Spectacles auxquels la froide raison ne saurait applaudir et propres à l’affliction des édiles soucieux de la bonne police des chemins et des rues; mais ce qui était plus triste pour les gens de coeur, c’était l’aspect de ces cafards qui, de peur des coups, se tenaient à distance égale des deux camps, et tout égoïstes et lâches qu’ils se laissaient voir, voulaient qu’on admirât la générosité de leurs sentiments et la noblesse de leur âme; ils se frottaient les yeux avec des oignons, se faisaient une bouche en gueule de merlan, se mouchaient en contrebasse, tiraient leur voix des profondeurs de leur ventre, et gémissaient: «Ô Pingouins, cessez ces luttes fratricides; cessez de déchirer le sein de votre mère!», comme si les hommes pouvaient vivre en société sans disputes et sans querelles, et comme si les discordes civiles n’étaient pas les conditions nécessaires de la vie nationale et du progrès des moeurs, pleutres hypocrites qui proposaient des compromis entre le juste et l’injuste, offensant ainsi le juste dans ses droits et l’injuste dans son courage. L’un de ceux-là, le riche et puissant Machimel, beau de couardise, se dressait sur la ville en colosse de douleur; ses larmes formaient à ses pieds des étangs poissonneux et ses soupirs y chaviraient les barques des pêcheurs.
Pendant ces nuits agitées, au faîte de sa vieille pompe à feu, sous le ciel serein, tandis que les étoiles filantes s’enregistraient sur les plaques photographiques, Bidault-Coquille se glorifiait en son coeur. Il combattait pour la justice; il aimait, il était aimé d’un amour sublime. L’injure et la calomnie le portaient aux nues. On voyait sa caricature avec celle de Colomban, de Kerdanic et du colonel Hastaing dans les kiosques des journaux; les antipyrots publiaient qu’il avait reçu cinquante mille francs des grands financiers juifs. Les reporters des feuilles militaristes consultaient sur sa valeur scientifique les savants officiels qui lui refusaient toute connaissance des astres, contestaient ses observations les plus solides, niaient ses découvertes les plus certaines, condamnaient ses hypothèses les plus ingénieuses et les plus fécondes. Sous les coups flatteurs de la haine et de l’envie, il exultait.

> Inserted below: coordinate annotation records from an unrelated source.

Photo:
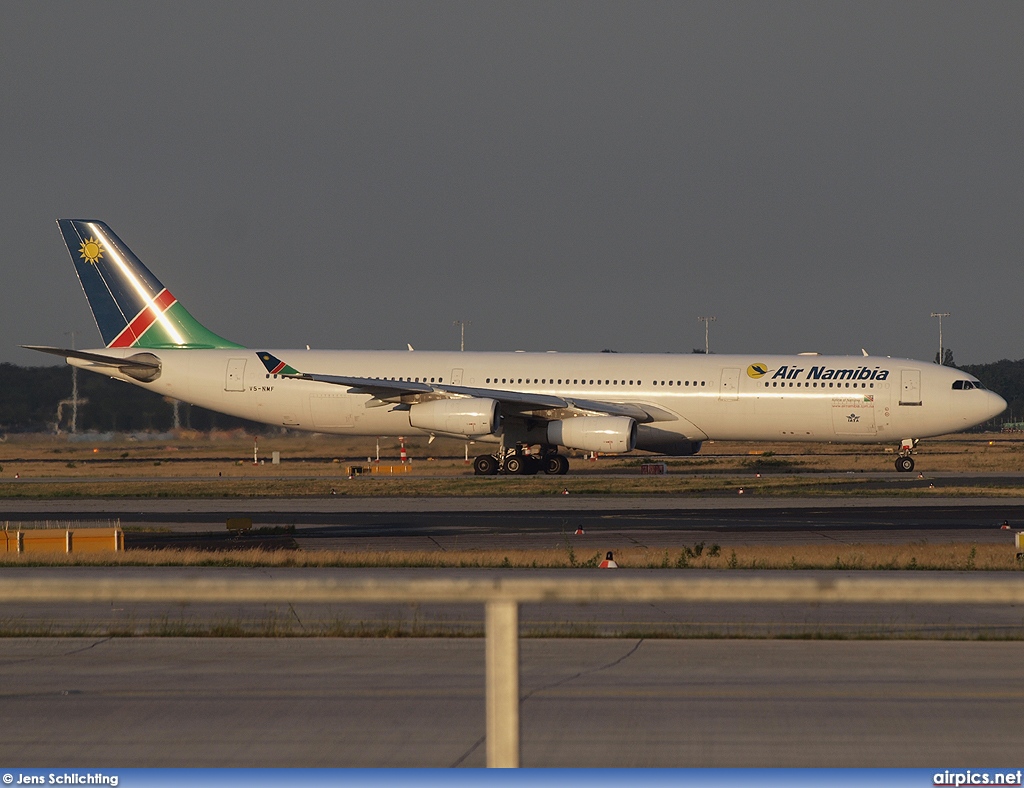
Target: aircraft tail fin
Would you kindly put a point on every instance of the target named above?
(131, 307)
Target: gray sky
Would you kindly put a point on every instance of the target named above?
(571, 176)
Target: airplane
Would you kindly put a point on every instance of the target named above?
(528, 405)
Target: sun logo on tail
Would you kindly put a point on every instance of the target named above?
(91, 250)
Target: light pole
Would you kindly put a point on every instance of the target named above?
(940, 315)
(462, 330)
(707, 321)
(74, 389)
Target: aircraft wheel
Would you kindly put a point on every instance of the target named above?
(904, 465)
(556, 465)
(484, 466)
(515, 465)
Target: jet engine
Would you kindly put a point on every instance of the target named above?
(469, 416)
(594, 433)
(665, 442)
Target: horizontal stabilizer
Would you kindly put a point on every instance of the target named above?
(96, 358)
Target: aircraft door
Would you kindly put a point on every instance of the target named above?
(236, 377)
(730, 385)
(910, 387)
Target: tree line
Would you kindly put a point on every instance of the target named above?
(31, 397)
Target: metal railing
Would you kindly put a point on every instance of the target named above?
(502, 598)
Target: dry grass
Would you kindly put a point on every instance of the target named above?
(950, 557)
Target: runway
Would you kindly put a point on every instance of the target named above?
(338, 702)
(289, 619)
(344, 523)
(646, 685)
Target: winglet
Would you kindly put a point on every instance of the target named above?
(274, 365)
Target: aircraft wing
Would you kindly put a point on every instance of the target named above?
(386, 389)
(385, 392)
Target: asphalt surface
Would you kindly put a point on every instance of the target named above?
(712, 698)
(339, 702)
(551, 619)
(345, 523)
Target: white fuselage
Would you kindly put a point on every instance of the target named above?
(718, 397)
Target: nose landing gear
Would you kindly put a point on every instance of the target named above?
(904, 463)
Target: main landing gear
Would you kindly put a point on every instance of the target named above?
(904, 463)
(516, 463)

Contemplant à ses pieds l’immensité noire percée d’une multitude de lumières, sans songer à tout ce qu’une nuit de grande ville renferme de lourds sommeils, d’insomnies cruelles, de songes vains, de plaisirs toujours gâtés et de misères infiniment diverses:
– C’est dans cette énorme cité, se disait-il, que le juste et l’injuste se livrent bataille.
Et, substituant à la réalité multiple et vulgaire une poésie simple et magnifique, il se représentait l’affaire Pyrot sous l’aspect d’une lutte des bons et des mauvais anges; il attendait le triomphe éternel des Fils de la lumière et se félicitait d’être un Enfant du jour terrassant les Enfants de la nuit.
CHAPITRE X. LE CONSEILLER CHAUSSEPIED
Aveuglés jusque-là par la peur, imprudents et stupides, les républicains, devant les bandes du capucin Douillard et les partisans du prince Crucho, ouvrirent les yeux et comprirent enfin le véritable sens de l’affaire Pyrot. Les députés que, depuis deux ans, les hurlements des foules patriotes faisaient pâlir, n’en devinrent pas plus courageux, mais ils changèrent de lâcheté et s’en prirent au ministère Robin Mielleux des désordres qu’ils avaient eux-mêmes favorisés par leur complaisance et dont ils avaient plusieurs fois, en tremblant, félicité les auteurs; ils lui reprochaient d’avoir mis en péril la république par sa faiblesse qui était la leur et par des complaisances qu’ils lui avaient imposées; certains d’entre eux commençaient à douter si leur intérêt n’était pas de croire à l’innocence de Pyrot plutôt qu’à sa culpabilité et dès lors ils éprouvèrent de cruelles angoisses à la pensée que ce malheureux pouvait n’avoir pas été condamné justement, et expiait dans sa cage aérienne les crimes d’un autre. «Je n’en dors pas!» disait en confidence à quelques membres de la majorité le ministre Guillaumette, qui aspirait à remplacer son chef.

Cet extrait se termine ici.